Pour sa première création originale, HBO Max nous plonge dans une énième comédie romantique et sincèrement, j’ai été péniblement au bout de la saison par moment. Ce qui ressort vraiment de cette comédie romantique c’est Anna Kendrick. Elle a ce visage lumineux qui fait son effet tout au long de la saison et permet d’aller au bout. Un peu comme dans Dummy sur Quibi où le vrai intérêt était l’actrice et pas forcément le scénario. Love Life c’est un peu une sorte de sous Sex and the City qui a énormément de mal à briller et à faire ressortir quelque chose de brillant de son récit. La quête de l’amour est quelque chose qui anime beaucoup de séries et Valeria récemment sur Netflix avait déjà tenté de rappeler un peu cette ambiance Sex and the City sans parvenir à le faire complètement. Au delà du côté très léger de la comédie (qui est souvent un problème), c’est l’impression de répétition par rapport à ce que l’on a déjà vu par le passé qui pose problème ici. Dans le monde des séries, Love Life n’apporte rien de neuf et ne fait que répéter encore et encore. On a déjà vu récemment des comédies romantiques comme Modern Love sur Amazon, High Fidelity sur Hulu et l’on retrouve ici une utilisation similaire des thématiques qui sont loins d’être originales.

 

L’autre problème c’est que Love Life est présentée comme une anthologie alors que cette saison se concentre sur l’histoire d’un personnage, d’une expérience qui au bout de dix épisodes commence à devenir sérieusement ennuyeuse.
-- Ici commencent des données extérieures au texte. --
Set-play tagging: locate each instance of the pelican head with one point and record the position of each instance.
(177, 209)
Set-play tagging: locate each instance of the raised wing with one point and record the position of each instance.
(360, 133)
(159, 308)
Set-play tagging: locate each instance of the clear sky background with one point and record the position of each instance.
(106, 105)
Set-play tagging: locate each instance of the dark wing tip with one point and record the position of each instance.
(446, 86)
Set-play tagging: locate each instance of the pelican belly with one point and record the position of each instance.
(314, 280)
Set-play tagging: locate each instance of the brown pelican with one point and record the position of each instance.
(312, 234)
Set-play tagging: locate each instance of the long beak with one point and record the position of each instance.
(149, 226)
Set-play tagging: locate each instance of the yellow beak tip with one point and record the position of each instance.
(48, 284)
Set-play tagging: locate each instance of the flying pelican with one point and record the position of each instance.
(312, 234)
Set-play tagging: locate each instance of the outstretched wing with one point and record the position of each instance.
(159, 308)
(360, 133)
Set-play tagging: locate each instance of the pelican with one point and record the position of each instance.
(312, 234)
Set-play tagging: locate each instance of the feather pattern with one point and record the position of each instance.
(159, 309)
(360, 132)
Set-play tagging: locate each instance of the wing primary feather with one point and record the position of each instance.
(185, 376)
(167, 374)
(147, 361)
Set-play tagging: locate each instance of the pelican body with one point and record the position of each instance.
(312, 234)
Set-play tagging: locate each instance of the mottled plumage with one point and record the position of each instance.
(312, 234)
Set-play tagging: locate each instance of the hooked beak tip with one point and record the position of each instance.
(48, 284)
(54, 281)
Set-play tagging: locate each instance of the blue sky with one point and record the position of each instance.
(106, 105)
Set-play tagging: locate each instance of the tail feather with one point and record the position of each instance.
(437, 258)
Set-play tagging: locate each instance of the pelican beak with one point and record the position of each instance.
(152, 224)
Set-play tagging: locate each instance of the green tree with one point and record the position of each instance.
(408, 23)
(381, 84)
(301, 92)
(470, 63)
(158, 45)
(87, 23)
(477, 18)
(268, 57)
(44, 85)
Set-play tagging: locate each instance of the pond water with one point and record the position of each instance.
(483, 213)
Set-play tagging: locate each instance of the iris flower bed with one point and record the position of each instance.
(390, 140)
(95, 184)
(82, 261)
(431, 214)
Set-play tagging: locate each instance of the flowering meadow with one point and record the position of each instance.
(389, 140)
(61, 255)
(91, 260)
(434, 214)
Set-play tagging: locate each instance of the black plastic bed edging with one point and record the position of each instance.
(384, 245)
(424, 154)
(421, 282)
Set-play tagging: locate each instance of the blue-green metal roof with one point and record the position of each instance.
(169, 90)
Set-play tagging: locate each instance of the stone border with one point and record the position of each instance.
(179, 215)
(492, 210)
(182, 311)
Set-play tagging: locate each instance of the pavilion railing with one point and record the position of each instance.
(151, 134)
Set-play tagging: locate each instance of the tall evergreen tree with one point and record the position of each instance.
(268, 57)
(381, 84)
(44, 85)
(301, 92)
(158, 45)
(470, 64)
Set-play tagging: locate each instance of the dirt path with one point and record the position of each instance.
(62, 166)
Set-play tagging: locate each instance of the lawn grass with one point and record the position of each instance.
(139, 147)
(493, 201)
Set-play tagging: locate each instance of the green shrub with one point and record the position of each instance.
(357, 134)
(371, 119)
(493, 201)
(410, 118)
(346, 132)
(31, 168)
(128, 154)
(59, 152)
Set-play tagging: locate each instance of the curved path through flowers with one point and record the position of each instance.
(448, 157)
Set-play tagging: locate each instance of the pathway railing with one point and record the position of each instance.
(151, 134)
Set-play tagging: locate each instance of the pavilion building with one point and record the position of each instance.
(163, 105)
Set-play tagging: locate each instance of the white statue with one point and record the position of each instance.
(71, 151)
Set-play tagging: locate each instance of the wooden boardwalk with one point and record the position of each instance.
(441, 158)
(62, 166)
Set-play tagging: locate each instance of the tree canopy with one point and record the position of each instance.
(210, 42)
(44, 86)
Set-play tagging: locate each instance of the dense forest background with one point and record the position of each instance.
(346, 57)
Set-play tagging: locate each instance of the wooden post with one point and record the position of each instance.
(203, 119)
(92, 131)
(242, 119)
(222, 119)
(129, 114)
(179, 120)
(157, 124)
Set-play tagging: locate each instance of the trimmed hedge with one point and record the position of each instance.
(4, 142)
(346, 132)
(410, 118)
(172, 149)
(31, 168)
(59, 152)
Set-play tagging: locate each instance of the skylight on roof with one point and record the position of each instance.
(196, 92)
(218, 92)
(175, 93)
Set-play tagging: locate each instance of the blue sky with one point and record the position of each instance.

La série fait du remplissage en passant par tous les poncifs du genre. Le suspense de la saison c’est de savoir comment va se terminer l’histoire de Darby. C’est ce qui accroche le téléspectateur tout au long de la saison mais qui a parfois du mal à faire décoller le récit dans sa globalité. Dans son entreprise de devenir une sorte de mini Carrie Bradshaw (car l’on sent l’intérêt du créateur Sam Boyd de rappeler la série à succès de HBO), Darby ne reste que dans l’ombre de ce que l’on a déjà vu par le passé dans le genre sans vraiment trouver de quoi égayer notre moment. 

 

Fort heureusement que Love Life est une comédie sur un format assez court, ce qui permet de ne pas trop voir le temps passer par moment de d’enchaîner les épisodes assez facilement. Si je m’attendais à ce que cela évolue un peu mieux par la suite (et que j’ai été déçu), Love Life fait tout de même une proposition sympathique qui saura vous combler lors d’une soirée pluvieuse. Car il y a de jolis moments assez vivants où Anna Kendrick permet d’installer quelque chose et une ambiance qui donne à la série un certain charme. Ce n’est pas brillant mais il y a des idées et surtout une bonne actrice pour incarner l’héroïne. Comme avec Dummy précédemment, Anna Kendrick sait porter une série sur ses épaules et faire de son mieux pour que l’on accroche au récit. Love Life est clairement une tentative, pas franchement réussie mais pas totalement ratée non plus de la part de HBO Max d’agripper des téléspectateurs précis avec un récit assez universel et classique. Alors que la série est renouvelée pour une saison 2, je ne sais pas forcément ce que j’ai envie de voir mais j’espère que Sam Boyd saura insuffler un peu plus de fraicheur à son récit afin d’éviter de nous répéter une nouvelle fois ce que l’on a déjà vu en mieux ailleurs.

 

Note : 5/10. En bref, Love Life méritait mieux que ce récit classique réutilisant tous les poncifs de la comédie romantique. Reste alors Anna Kendrick qui porte plutôt bien sur ses épaules l’ensemble de la saison. 

Prochainement en France.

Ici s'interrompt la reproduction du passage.